Segundo os dados disponibilizados pela Secretaria de Educação do Distrito Federal, no mês de maio, foram registrados 916 casos da Covid-19 nas instituições de ensino privadas e públicas da região. A maior incidência de casos é sobre os alunos, que correspondem respectivamente 75% (escolas particulares) e 29% (escolas públicas). O infectologista do Hospital de Base, Dr. Hemerson Luz, credita esse aumento de casos a vários fatores.

“Esse momento de taxa de transmissão elevada é resultado de diversos fatores, principalmente, do fim das restrições e a volta das diversas atividades coletivas como aulas, trabalho, vidas e festas Além disso, o tempo frio aumenta a incidência das doenças infecciosas respiratórias e a Covid-19 também está nesse grupo”, disse o infectologista.

No levantamento do sistema “Monitora Escola” é possível observar as principais diferenças na ocorrência dos casos. Enquanto na escola particular o mais afetado é o ensino médio, nas escolas públicas é o ensino fundamental. Assim, o diretor da Vigilância Sanitária do Distrito Federal, André Godoy, reforça a importância do uso das máscaras, dos protocolos de higiene e de evitar aglomerações.

A equipe da “Atividade News” conversou com o estudante do 7º do CEF 15, Arthur Lima (13), para entender suas expectativas perante o aumento da Covid-19 nas escolas. Arthur contou que teve alguns casos onde estuda, mas que as aulas não paralisaram. Mas também teme pelo retorno das aulas à distância. A Secretaria de Educação do Distrito Federal, ao ser procurada para a reportagem, não informou se há uma previsão de quantas escolas fecharam ou retornaram às atividades remotas.

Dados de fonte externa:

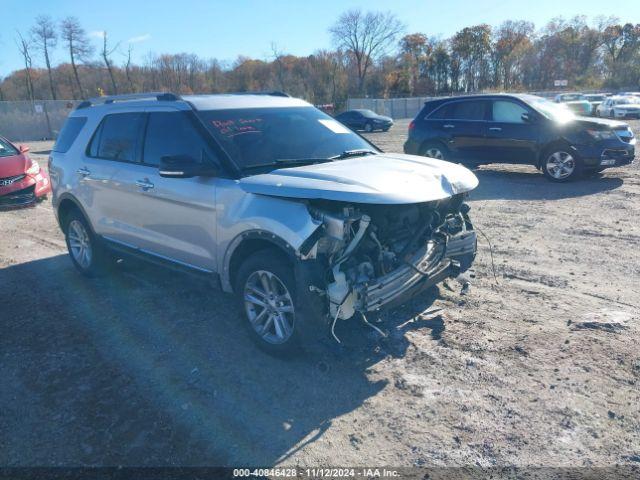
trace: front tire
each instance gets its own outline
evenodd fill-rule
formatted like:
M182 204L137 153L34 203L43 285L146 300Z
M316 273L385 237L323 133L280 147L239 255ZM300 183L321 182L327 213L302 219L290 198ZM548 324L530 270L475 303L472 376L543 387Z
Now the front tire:
M64 237L69 256L76 269L87 277L107 273L109 254L78 211L65 218Z
M269 249L247 258L238 269L235 292L258 347L276 356L300 350L304 318L293 269L283 255Z
M371 122L367 122L364 124L364 131L367 133L373 132L373 124Z
M568 182L580 175L580 159L568 148L555 147L547 150L542 158L542 172L552 182Z

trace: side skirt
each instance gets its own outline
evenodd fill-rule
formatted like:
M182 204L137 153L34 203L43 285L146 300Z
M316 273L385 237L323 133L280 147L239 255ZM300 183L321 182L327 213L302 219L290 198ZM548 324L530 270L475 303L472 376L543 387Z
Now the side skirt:
M199 279L206 280L211 285L213 285L216 290L222 291L220 275L218 275L216 272L207 270L205 268L196 267L195 265L165 257L164 255L159 255L148 250L144 250L107 237L101 237L101 239L105 247L107 247L116 255L135 258L147 263L158 265L160 267L168 268L176 272L186 273Z

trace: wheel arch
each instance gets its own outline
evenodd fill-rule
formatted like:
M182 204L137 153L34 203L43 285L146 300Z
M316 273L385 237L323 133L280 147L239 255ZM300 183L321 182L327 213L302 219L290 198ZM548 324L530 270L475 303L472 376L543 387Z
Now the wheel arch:
M538 153L538 161L536 163L536 166L540 170L542 170L544 168L543 162L547 158L547 155L549 155L549 153L551 153L551 151L556 149L556 148L564 148L566 150L569 150L571 152L571 154L576 156L576 157L578 155L577 150L571 146L571 142L569 142L568 140L566 140L564 138L558 138L556 140L553 140L553 141L547 143L544 147L542 147L540 149L540 152Z
M251 230L238 235L229 245L220 275L222 289L233 292L236 275L242 261L250 255L272 249L292 267L297 261L295 249L286 240L265 230Z
M91 222L89 221L89 216L87 215L87 212L82 207L82 205L80 204L77 198L75 198L73 195L69 193L66 193L60 197L57 203L58 205L56 207L56 216L58 218L58 225L60 226L60 229L64 229L65 220L67 216L69 215L70 212L75 210L80 212L80 214L87 221L87 224L91 229L91 233L95 234L95 231L93 230L93 225L91 225Z

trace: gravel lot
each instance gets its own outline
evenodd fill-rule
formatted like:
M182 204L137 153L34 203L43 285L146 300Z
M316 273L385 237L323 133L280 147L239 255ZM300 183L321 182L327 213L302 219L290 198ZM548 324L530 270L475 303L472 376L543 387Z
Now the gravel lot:
M402 151L406 129L371 138ZM468 294L289 362L201 280L81 278L49 201L0 213L0 465L640 465L640 166L477 175L497 282L481 236Z

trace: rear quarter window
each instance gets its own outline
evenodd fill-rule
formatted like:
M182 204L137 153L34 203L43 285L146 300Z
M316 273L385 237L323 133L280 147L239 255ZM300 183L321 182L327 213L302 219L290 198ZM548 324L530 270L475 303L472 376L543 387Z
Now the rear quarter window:
M55 145L53 146L54 152L66 153L76 141L82 127L87 123L87 117L69 117L64 122L62 130L58 135Z

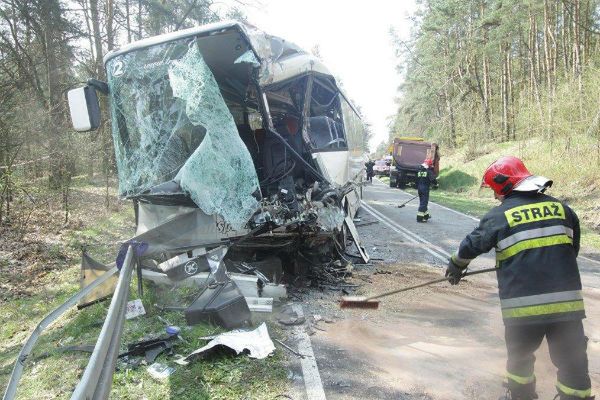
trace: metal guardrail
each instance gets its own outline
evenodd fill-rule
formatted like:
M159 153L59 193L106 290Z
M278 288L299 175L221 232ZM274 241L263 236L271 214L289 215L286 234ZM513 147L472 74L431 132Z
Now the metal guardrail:
M71 399L100 400L108 398L119 353L121 334L123 332L133 266L133 249L129 247L127 255L125 256L125 262L121 269L117 288L113 294L106 320L100 331L96 346L94 347L94 352L90 357L84 375L75 388L75 392ZM37 324L17 356L8 386L2 397L3 400L13 400L15 398L27 358L31 354L31 350L37 343L42 332L69 308L77 304L79 300L90 294L98 286L105 283L117 272L117 267L113 267L106 271L106 273L102 274L81 291L71 296L66 302L53 310Z
M104 325L96 341L81 380L75 387L71 400L107 399L119 355L121 334L125 324L125 311L129 297L129 285L133 271L133 248L129 246L121 268L117 288L108 308Z

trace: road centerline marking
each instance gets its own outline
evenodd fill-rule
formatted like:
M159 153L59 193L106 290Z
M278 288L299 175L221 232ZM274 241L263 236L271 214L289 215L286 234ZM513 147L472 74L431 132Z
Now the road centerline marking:
M380 181L379 179L377 179L377 178L375 178L375 182L377 183L377 185L378 185L378 186L383 186L383 187L385 187L386 189L388 188L388 186L387 186L385 183L381 182L381 181ZM411 195L410 193L408 193L408 192L406 192L406 191L404 191L404 190L402 190L402 189L398 189L398 190L399 190L401 193L404 193L405 195L407 195L407 196L411 196L411 197L412 197L412 195ZM434 201L430 201L429 203L430 203L430 204L433 204L433 205L435 205L435 206L437 206L437 207L443 208L444 210L447 210L447 211L453 212L453 213L455 213L455 214L461 215L461 216L463 216L463 217L465 217L465 218L469 218L469 219L471 219L471 220L473 220L473 221L475 221L475 222L477 222L477 223L479 223L479 222L481 221L481 220L480 220L479 218L477 218L477 217L473 217L472 215L465 214L465 213L463 213L463 212L460 212L460 211L454 210L454 209L452 209L452 208L449 208L449 207L443 206L443 205L441 205L441 204L439 204L439 203L436 203L436 202L434 202ZM581 258L581 259L583 259L583 260L586 260L586 261L589 261L589 262L591 262L591 263L594 263L594 264L599 264L599 265L600 265L600 261L598 261L598 260L594 260L593 258L590 258L590 257L586 257L586 256L581 256L581 255L580 255L580 256L578 256L578 258Z
M430 246L430 247L423 246L422 249L427 251L429 254L433 255L434 257L436 257L437 259L441 260L444 263L448 261L448 258L450 257L450 253L446 252L444 249L440 248L439 246L436 246L433 243L428 242L427 240L423 239L421 236L406 229L405 227L396 224L394 221L392 221L391 219L389 219L388 217L386 217L379 211L375 210L371 205L367 204L364 200L361 200L361 203L364 206L365 210L369 214L371 214L372 216L377 218L384 225L387 225L388 228L391 228L393 231L401 234L402 236L406 237L408 240L410 240L413 243L421 244L421 245L426 244L426 245Z

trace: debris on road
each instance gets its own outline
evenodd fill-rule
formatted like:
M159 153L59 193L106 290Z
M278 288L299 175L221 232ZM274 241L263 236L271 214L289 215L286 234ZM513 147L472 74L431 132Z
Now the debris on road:
M392 271L386 271L383 269L376 269L375 272L373 272L373 275L391 275Z
M273 312L273 299L268 297L246 297L248 308L253 312Z
M361 222L360 224L354 224L354 226L356 226L357 228L360 228L363 226L375 225L378 223L379 223L379 221L369 221L369 222Z
M145 315L146 310L141 299L135 299L127 302L127 309L125 310L125 319L134 319L140 315Z
M212 323L225 329L250 325L250 308L232 280L206 286L185 309L188 325Z
M210 340L210 342L175 362L180 365L188 365L195 357L204 356L209 350L218 347L229 348L238 355L247 353L248 357L259 360L270 356L275 351L275 345L264 322L252 331L235 330L202 339Z
M174 342L177 339L178 334L174 334L130 343L127 345L127 351L119 354L119 358L129 363L133 357L143 357L146 364L150 365L162 353L173 355Z
M304 358L304 357L308 357L305 354L299 353L296 350L292 349L290 346L288 346L287 344L283 343L281 340L279 339L275 339L275 342L279 343L281 345L281 347L283 347L284 349L286 349L287 351L289 351L290 353L300 357L300 358Z
M286 326L302 325L306 322L304 315L298 313L291 307L284 307L277 316L277 321Z
M147 370L151 377L158 380L167 379L175 372L175 368L161 363L154 363L150 365Z
M274 302L281 302L288 297L285 285L276 285L274 283L268 283L263 286L262 292L259 295L261 297L272 298Z

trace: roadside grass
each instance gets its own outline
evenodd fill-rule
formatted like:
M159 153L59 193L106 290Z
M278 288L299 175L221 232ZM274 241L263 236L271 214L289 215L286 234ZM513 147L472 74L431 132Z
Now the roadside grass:
M26 295L17 291L0 294L1 393L8 383L14 360L35 325L79 290L81 249L86 248L98 261L107 263L114 260L120 243L133 235L132 207L111 197L111 206L106 210L102 197L104 190L101 184L85 180L77 182L73 190L72 219L75 222L72 226L61 228L59 235L56 235L56 229L48 229L55 241L47 248L45 257L56 258L53 267L44 270L35 280L26 281L29 285ZM111 188L111 195L114 194ZM42 234L36 235L38 241L46 239ZM18 243L11 246L18 249ZM0 254L0 278L4 277L4 281L19 278L19 274L14 272L3 273L17 265L16 261L4 258L12 253ZM43 263L44 260L31 262ZM145 289L142 301L147 314L126 322L121 351L127 343L164 334L165 326L158 319L159 315L183 328L181 336L186 343L178 343L175 349L178 354L188 354L204 345L206 341L201 337L221 332L209 325L186 327L183 313L158 310L154 306L158 301L156 292L146 284ZM136 296L134 279L130 299ZM71 309L44 332L26 364L19 386L19 399L70 397L87 365L89 354L60 352L60 347L93 345L108 305L109 302L104 301L82 310ZM276 326L269 328L272 336L281 337ZM286 369L283 367L285 355L281 351L265 360L215 354L186 367L175 365L172 357L165 355L156 361L175 366L175 373L159 381L149 375L146 366L126 369L121 365L114 376L111 398L268 399L285 393L287 387Z
M548 194L568 203L578 214L582 246L600 250L600 153L597 142L585 135L530 138L444 154L440 191L432 200L449 207L457 202L454 198L493 206L489 190L480 190L479 185L483 171L503 155L520 157L533 174L552 179ZM469 214L469 206L457 206ZM481 206L474 209L484 210ZM475 214L480 216L480 212Z
M131 299L135 298L135 290ZM207 343L201 337L222 332L218 327L197 325L185 327L182 313L164 312L154 307L156 300L150 290L146 290L142 301L147 314L125 324L121 340L121 351L127 343L146 340L165 333L165 325L158 319L160 315L169 323L184 327L181 336L186 341L178 342L176 353L189 354ZM60 296L61 302L67 296ZM27 303L21 303L21 309ZM50 307L48 307L50 308ZM108 302L94 304L84 310L71 310L45 333L33 355L19 388L21 399L69 398L76 382L81 377L88 359L88 353L59 352L61 346L93 345L100 332ZM21 312L16 313L21 315ZM28 334L28 331L23 331ZM272 333L273 334L273 333ZM25 335L24 335L25 336ZM18 346L12 352L1 351L2 364L12 362ZM14 354L9 354L14 353ZM119 370L113 380L111 398L115 399L269 399L285 393L286 372L282 368L283 354L264 360L252 360L245 355L234 356L217 353L206 359L199 359L188 366L179 366L173 357L161 355L156 362L167 364L176 370L168 379L152 378L142 365L127 369L119 362ZM0 387L6 385L9 373L3 368Z

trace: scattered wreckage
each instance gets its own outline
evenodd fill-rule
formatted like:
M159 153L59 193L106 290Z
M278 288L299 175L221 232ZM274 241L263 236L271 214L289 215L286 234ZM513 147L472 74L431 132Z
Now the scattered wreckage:
M96 372L86 369L73 398L110 391L117 355L98 346L118 351L131 271L139 291L141 278L201 287L181 307L187 322L234 328L285 297L282 276L342 268L348 239L368 261L353 223L364 125L316 57L232 21L131 43L104 64L108 82L69 91L69 107L76 130L94 130L97 92L108 96L119 193L133 201L137 231L116 268L84 254L85 288L52 315L113 296L88 366ZM49 323L19 355L4 399Z

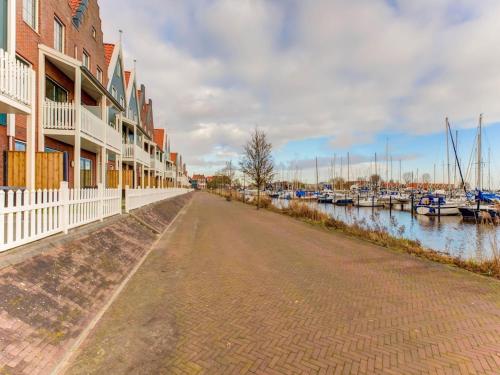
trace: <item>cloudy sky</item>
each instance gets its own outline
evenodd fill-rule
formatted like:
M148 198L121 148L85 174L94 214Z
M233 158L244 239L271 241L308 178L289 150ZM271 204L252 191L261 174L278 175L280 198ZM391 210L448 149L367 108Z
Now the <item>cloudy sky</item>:
M99 3L106 40L124 31L156 125L190 172L238 160L258 126L282 174L312 179L318 157L326 178L331 158L338 166L349 151L352 173L366 175L388 140L395 178L401 160L403 173L433 175L436 164L439 180L445 117L467 164L484 113L484 158L491 147L500 183L498 0Z

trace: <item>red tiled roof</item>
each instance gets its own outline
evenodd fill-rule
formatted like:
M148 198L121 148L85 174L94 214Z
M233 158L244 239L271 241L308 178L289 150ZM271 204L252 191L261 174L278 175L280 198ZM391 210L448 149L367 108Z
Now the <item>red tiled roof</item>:
M68 2L69 6L71 7L71 11L73 12L73 15L75 15L82 0L68 0Z
M127 87L128 87L128 81L130 81L131 74L132 74L131 72L125 70L125 84L127 85Z
M109 66L109 63L111 62L111 56L113 56L114 49L114 44L104 43L104 58L106 59L106 66Z
M154 139L156 145L161 150L163 150L163 147L164 147L164 142L163 142L164 137L165 137L165 129L155 129L153 139Z
M170 153L170 160L171 160L173 163L177 163L177 152L171 152L171 153Z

Em relação a confirmação dos casos, o diretor da Vigilância Sanitária do Distrito Federal, André Godoy adianta:
“Os casos confirmados e os contatos próximos devem ser afastados das aulas presenciais conforme os períodos estabelecidos pelas notas técnicas da Secretaria de Saúde. Ou seja, 7 dias do início dos sintomas e, se houver remissão, volta às aulas 24h depois.Com a febre ou sintomas semelhantes, afastamento de 10 dias”, afirma.